The first group of PHY features are used to reduce latency. They include:

Flexible slot structure:

• Support of multiple subcarrier spacing values - NR supports subcarrier spacing of 15, 30, 60, 120 and 240 kHz. This translates into transmission slot length of 1, 0.5, 0.25, 0.125 and 0.0625 ms, respectively. Having a shorter slot length helps reduce latency as the data transmission process can be completed sooner. The disadvantage is that a less amount of data can be transmitted per slot. However, this is not crucial as URLLC data packets are typically small compared to e.g., eMBB.
• Sub-slot data transmission - NR allows data transmission that occupies less than a slot (i.e., 2, 4, 7 symbols in downlink, and any number of symbols in uplink). This allows data transmission to be completed in less time. For instance, with a subcarrier spacing of 60 kHz and 2 symbols, a packet can be transmitted in 0.036 ms.
• Self-contained slot structure in TDD - NR allows a slot in TDD to contain symbols for both data and hybrid automatic repeat request (HARQ) acknowledgment feedback. This reduces the wait time in TDD for uplink and downlink slots.

Flexible scheduling:

• Preemption - The base station can pre-empt on-going downlink data transmission to insert URLLC data into the data packet being transmitted. This is done by puncturing the on-going data transmission with URLLC traffic. The pre-empted UE is then notified of the pre-emption so it can appropriately manage the missing data.
• Configured grant or grant-free uplink transmission - User equipment (UE) are configured with periodic resources for uplink transmission. As a result, the UE does not have to transmit a scheduling request to the gNB (i.e., 5G NR base station) and wait for a scheduling grant whenever it has pending data.

Fast feedback:

• Shorter UE processing time - The NR slot structure design allows for UE pipelining to shorten the UE processing time.
• Short HARQ feedback format - A UE can transmit HARQ feedback in one or two symbols.
• Short periodicity for scheduling request - A UE can be configured with a scheduling request slot to request uplink data transmission as often as every 2 symbols.

The second group of PHY features are used to increase reliability. They include:

Data enhancements:

• Transmission of the same data packet from different transmission points to increase reliability. This is supported by duplicating the data packet at the packet data convergence protocol layer. It can be used, for example, to transmit the same packets from two different gNBs to the UE to increase reliability.
• Multi-slot repetition for data channels - Data packet can be transmitted using 2, 4 and 8 repetitions to improve reliability.
• URLLC-specific modulation and coding values that are designed to support very high-reliability.

Control enhancements:

• Support lower coding rate for the associated control channel and smaller control packet size.
• Enhanced channel state information reporting targeting 99.999 percent reliability.

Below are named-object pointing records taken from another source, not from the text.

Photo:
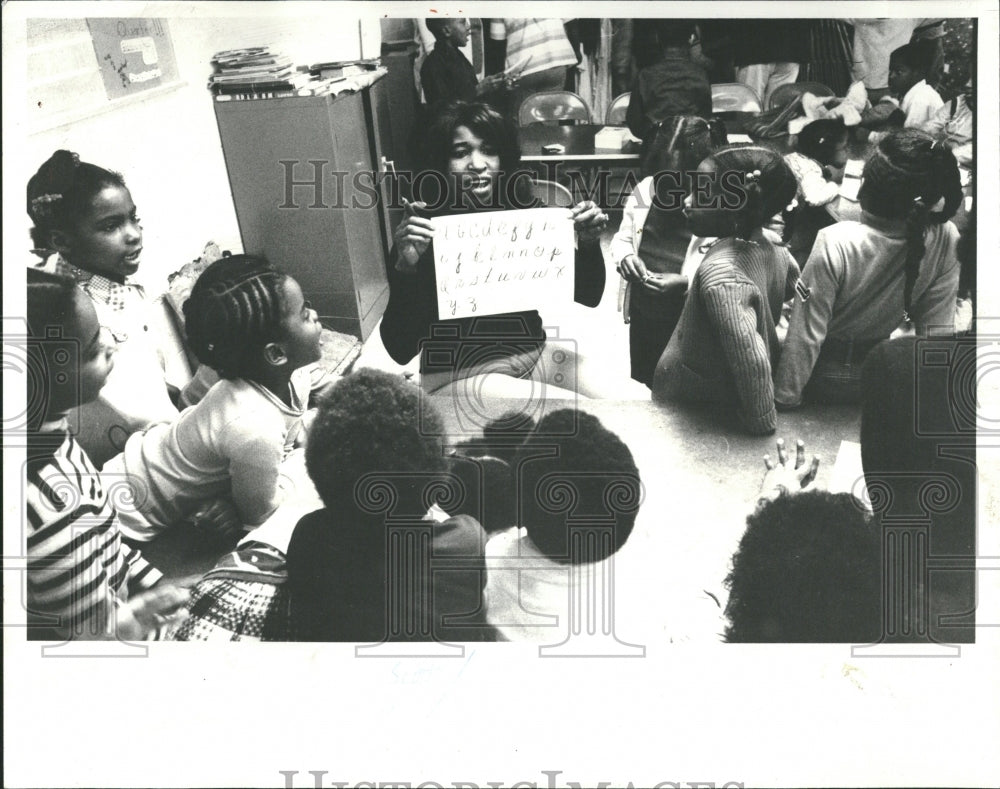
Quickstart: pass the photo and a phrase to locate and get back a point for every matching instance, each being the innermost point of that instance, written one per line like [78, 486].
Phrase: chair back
[617, 110]
[551, 195]
[783, 95]
[735, 97]
[551, 106]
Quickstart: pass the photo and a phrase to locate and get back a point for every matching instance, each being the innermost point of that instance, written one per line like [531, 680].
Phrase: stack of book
[254, 72]
[342, 69]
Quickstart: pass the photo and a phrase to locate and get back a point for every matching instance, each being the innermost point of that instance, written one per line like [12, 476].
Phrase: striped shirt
[78, 568]
[533, 45]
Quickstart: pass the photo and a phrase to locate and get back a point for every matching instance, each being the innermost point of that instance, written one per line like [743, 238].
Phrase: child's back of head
[238, 306]
[768, 188]
[822, 140]
[912, 177]
[679, 144]
[578, 488]
[371, 423]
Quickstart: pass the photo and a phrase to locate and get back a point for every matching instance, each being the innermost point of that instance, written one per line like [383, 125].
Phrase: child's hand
[413, 235]
[218, 517]
[144, 613]
[633, 269]
[780, 479]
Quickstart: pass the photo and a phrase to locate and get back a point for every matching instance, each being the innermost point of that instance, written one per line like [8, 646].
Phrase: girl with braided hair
[250, 323]
[895, 268]
[725, 340]
[86, 226]
[650, 247]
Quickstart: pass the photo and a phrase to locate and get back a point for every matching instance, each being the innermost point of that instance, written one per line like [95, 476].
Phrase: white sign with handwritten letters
[503, 261]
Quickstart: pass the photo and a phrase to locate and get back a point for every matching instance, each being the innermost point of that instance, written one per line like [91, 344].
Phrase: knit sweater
[725, 341]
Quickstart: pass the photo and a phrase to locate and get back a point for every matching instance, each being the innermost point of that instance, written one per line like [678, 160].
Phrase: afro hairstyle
[369, 423]
[808, 570]
[579, 488]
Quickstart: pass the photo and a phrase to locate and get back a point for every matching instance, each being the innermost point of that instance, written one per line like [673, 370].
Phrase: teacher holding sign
[469, 156]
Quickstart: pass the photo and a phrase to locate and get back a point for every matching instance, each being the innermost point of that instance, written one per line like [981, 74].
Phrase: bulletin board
[133, 54]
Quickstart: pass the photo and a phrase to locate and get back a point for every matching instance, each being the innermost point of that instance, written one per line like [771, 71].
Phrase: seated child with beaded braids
[251, 324]
[725, 343]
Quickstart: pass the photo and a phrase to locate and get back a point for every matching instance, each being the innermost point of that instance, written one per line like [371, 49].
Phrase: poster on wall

In addition to the physical layer enhancements, URLLC also requires optimized system architecture design. Two important features are:

Figure 2 Two options for industrial networks.

• Edge cloud and multi-access edge computing (MEC) - Instead of a centralized architecture, an edge cloud places computing resources at the edge of the network. This allows for reduced end-to-end latency and ultra-fast response time. In addition, MEC is crucial to many IIoT verticals as it allows real-time data analytics and reduces the amount of data that must be sent upstream.
• Network slicing allows for a dedicated set of end-to-end resources to be allocated for multiple applications. For industrial networks, one option is to have public networks with slicing where each slice has guaranteed QoS and security level. The other option is to have a dedicated private network with its own “local spectrum” and customized security and QoS levels. These two options are illustrated in Figure 2.